If $\overline{B}(a;r)\subset D$, then $q:=\inf_{\omega\in\Omega}|\omega-a|>r$, and so $$ \begin{align} \frac{|z-a|}{|\omega-a|}\leq \frac{|z-a|}{q}\leq\frac{r}{q}<1,\qquad \omega\in\Omega,\quad z\in B(a;r). \end{align} $$ Hence, for any $z\in B(a;r)$ fixed, the series $$ \omega\mapsto \sum^\infty_{n=0}\frac{(z-a)^n}{(\omega-a)^{n+1}} =\frac{1}{\omega-z} $$ converges absolutely and uniformly in $\Omega$. By dominated convergence (to justify change of order of summation and integration) $$ f(z)=\int_\Omega \frac{\mu(d\omega)}{\omega-z}= \int_\Omega \sum^\infty_{n=0}\frac{(z-a)^n}{(\omega-a)^{n+1}} \,\mu(d\omega) = \sum^\infty_{n=0}c_n(z-a)^n, $$ where the $c_n$ satisfy $\eqref{three}$. The last statement follows from the estimate $$\begin{align} \limsup_{n\rightarrow\infty}\sqrt[n]{|c_n|}\leq\lim_{n\rightarrow\infty}\frac{1}{r}\sqrt[n]{\frac{\|\mu\|_{TV}}{r}}=\frac{1}{r} \end{align} $$

• Non tangential asymptotyics.
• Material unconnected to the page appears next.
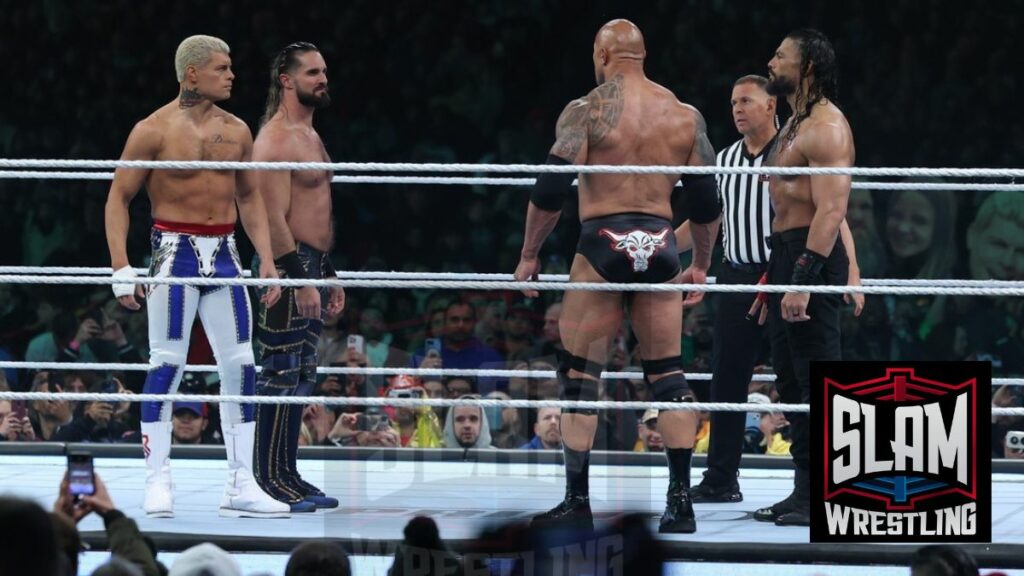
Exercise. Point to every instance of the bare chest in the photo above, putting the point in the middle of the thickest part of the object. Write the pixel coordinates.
(310, 149)
(213, 145)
Suppose $|z|\rightarrow\infty$ over a region of the form $T_M=\{z=x+iy\in\mathbb{C}:|x|\leq M|y|\}\setminus\Omega$ for some fixed $M>0$. Then $$ \Big|\frac{z}{\omega-z}\Big|\leq\frac{|z|}{||z|-|\omega||}\xrightarrow{|z|\rightarrow\infty}1 $$ for each $\omega\in\Omega$, and $$ \Big|\frac{z}{\omega-z}\Big|\leq\frac{|x|+|y|}{|y|}\leq M+1 $$ for all $\omega\in\Omega$. Then, by dominated convergence, letting $z\rightarrow\infty$ over the region $T_M$ $$ zf(z)=\int_\Omega\frac{z}{\omega-z}\,\mu(d\omega)\xrightarrow{|z|\rightarrow\infty}\mu(\Omega) $$

• If $\mu$ has compact support, then the asymptotic may be improved considerably . Let $M=\sup\{|\omega|:\omega\in \Omega\}$. Then $$ \frac{1}{\omega-z}=-\frac{1}{z}\frac{1}{1-\tfrac{\omega}{z}}=-\frac{1}{z}\sum^\infty_{k=0}\frac{\omega^n}{z^n} $$ By dominated convergence

$$ f(z)=-\frac{1}{z}\sum^\infty_{k=0}z^{-n}\int_\Omega \omega^n\,\mu(d\omega) $$

Hence

$$zf(z)=\mu(\Omega) +z^{-1}\int_\Omega \omega\,\mu(d\omega) +o_\mu(z^{-1}) $$